Frequently Asked Questions

What is the role of P2P networks in blockchain?
P2P networks enable decentralized communication between nodes, ensuring no single point of failure. They facilitate transaction broadcasting, block propagation, and consensus without central servers.

How do nodes find each other in Bitcoin?
Bitcoin nodes use DNS seeds and hard-coded addresses for initial discovery. After startup, they exchange peer lists with connected nodes to dynamically update their connections.

Why is LAN penetration important for blockchain nodes?
Many nodes operate behind firewalls or NAT. LAN penetration techniques like UPnP allow these nodes to receive incoming connections, ensuring they fully participate in the network.

What is the difference between Bitcoin and Ethereum P2P networks?
Bitcoin uses TCP and a simple flood algorithm. Ethereum supports both TCP and UDP, employs encryption, and uses the Kademlia protocol for efficient node discovery.

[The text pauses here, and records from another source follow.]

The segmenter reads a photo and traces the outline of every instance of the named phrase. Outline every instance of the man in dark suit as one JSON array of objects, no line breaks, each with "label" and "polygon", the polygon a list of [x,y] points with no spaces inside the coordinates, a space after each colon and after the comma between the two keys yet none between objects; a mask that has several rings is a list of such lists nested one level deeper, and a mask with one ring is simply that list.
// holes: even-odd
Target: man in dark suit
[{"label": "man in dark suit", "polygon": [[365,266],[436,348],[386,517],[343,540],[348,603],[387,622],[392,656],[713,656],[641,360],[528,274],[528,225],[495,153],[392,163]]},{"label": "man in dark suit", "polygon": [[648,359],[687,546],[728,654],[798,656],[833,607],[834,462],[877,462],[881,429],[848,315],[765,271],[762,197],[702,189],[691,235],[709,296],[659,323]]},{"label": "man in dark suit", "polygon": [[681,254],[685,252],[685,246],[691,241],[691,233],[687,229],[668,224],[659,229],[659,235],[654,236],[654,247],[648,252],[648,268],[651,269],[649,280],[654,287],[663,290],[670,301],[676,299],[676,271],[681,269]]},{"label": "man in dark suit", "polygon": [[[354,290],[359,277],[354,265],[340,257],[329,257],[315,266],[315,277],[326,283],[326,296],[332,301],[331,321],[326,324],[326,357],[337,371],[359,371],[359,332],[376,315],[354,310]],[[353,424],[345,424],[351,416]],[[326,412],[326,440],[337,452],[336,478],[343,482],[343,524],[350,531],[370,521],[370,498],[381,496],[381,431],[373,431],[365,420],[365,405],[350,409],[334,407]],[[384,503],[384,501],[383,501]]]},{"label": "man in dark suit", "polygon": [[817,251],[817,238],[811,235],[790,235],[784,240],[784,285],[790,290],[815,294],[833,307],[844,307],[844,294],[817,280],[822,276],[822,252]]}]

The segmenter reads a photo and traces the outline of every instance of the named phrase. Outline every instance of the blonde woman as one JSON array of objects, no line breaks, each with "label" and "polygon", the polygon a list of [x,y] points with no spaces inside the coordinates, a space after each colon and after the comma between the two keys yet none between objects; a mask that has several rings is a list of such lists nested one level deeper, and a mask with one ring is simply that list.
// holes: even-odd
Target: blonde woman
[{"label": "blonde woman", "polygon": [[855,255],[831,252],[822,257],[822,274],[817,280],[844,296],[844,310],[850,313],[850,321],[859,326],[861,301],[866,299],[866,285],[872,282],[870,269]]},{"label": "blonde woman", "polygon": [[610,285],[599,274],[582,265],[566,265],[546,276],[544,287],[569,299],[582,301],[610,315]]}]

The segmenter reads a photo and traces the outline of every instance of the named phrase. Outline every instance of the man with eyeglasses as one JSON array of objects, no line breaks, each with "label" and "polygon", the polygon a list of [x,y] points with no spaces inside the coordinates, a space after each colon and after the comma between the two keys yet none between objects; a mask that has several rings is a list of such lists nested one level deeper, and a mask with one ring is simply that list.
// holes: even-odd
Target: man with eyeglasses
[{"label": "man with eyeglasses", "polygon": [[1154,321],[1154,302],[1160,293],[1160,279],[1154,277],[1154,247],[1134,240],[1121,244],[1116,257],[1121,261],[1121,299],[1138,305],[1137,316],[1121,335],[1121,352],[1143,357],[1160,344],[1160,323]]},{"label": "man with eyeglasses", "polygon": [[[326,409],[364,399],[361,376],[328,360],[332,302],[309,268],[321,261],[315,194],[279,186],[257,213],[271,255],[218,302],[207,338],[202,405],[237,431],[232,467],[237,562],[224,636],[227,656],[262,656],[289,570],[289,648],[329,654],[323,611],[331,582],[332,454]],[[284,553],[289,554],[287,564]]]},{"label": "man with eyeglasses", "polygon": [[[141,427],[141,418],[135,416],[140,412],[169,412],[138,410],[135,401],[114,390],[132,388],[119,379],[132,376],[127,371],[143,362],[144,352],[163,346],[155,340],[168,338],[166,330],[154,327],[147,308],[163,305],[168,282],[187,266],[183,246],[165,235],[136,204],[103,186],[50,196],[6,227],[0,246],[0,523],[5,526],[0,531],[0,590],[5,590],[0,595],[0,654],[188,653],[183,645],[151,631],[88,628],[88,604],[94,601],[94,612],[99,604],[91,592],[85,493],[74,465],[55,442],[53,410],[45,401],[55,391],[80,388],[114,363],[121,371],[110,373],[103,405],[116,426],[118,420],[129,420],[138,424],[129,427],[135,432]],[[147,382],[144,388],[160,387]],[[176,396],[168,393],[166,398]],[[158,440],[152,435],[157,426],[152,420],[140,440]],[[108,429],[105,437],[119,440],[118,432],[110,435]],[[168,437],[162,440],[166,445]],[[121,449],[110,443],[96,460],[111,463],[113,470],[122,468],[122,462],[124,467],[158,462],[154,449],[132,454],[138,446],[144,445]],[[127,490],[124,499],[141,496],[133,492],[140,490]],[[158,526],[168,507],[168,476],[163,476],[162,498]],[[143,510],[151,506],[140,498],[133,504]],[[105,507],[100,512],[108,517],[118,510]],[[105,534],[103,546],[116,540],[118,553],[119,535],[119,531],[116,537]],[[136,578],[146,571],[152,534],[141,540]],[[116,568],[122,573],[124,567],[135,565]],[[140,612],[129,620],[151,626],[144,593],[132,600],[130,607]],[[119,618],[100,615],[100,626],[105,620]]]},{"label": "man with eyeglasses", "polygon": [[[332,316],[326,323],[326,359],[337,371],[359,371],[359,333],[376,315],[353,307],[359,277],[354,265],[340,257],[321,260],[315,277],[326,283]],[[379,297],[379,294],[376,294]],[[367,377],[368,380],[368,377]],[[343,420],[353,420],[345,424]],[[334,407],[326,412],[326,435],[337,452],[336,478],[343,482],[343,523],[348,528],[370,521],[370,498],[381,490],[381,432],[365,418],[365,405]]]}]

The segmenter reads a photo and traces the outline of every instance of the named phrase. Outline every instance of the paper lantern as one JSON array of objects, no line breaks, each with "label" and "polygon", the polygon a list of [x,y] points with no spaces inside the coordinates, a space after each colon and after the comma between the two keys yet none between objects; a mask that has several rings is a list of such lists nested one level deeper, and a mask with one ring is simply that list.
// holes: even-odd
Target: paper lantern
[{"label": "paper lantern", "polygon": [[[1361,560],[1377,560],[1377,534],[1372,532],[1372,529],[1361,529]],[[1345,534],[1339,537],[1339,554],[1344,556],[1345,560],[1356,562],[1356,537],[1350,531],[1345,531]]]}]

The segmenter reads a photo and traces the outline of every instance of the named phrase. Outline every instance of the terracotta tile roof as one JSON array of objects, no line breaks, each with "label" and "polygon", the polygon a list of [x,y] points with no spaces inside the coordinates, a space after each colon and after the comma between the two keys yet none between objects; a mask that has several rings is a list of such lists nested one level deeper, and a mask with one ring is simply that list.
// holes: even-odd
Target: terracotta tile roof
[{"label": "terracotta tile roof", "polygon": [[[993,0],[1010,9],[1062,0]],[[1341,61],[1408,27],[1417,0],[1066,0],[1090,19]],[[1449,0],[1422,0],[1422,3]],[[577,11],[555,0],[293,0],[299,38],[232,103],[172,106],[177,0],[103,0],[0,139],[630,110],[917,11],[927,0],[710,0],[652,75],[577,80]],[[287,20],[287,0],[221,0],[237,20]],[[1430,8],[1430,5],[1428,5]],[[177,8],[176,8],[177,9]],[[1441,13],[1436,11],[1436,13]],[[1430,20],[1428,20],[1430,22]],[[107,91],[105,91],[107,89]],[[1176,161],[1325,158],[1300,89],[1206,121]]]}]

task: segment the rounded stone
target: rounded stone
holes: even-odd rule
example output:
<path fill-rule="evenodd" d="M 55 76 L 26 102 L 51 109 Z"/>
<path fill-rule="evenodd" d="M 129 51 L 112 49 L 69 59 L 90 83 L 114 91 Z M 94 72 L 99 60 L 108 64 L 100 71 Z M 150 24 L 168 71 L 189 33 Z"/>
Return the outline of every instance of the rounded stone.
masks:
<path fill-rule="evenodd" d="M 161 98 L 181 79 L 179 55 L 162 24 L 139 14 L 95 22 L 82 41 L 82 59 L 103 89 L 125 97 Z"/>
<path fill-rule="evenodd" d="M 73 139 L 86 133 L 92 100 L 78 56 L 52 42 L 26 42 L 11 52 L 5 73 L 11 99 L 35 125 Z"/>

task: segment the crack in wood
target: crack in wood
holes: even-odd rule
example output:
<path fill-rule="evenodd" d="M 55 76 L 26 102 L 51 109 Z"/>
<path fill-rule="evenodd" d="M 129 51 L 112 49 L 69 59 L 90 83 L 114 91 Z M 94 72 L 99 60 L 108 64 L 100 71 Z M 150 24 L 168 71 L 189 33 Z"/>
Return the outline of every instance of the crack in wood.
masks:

How do block synchronization methods differ?
Header-first synchronization reduces bandwidth by fetching headers first and bodies later. Block-first requires full blocks immediately, which is simpler but less efficient.

Can I manually manage node connections?
Yes, both Bitcoin and Ethereum clients allow users to blacklist suspicious nodes or whitelist trusted ones, adding a layer of security and control.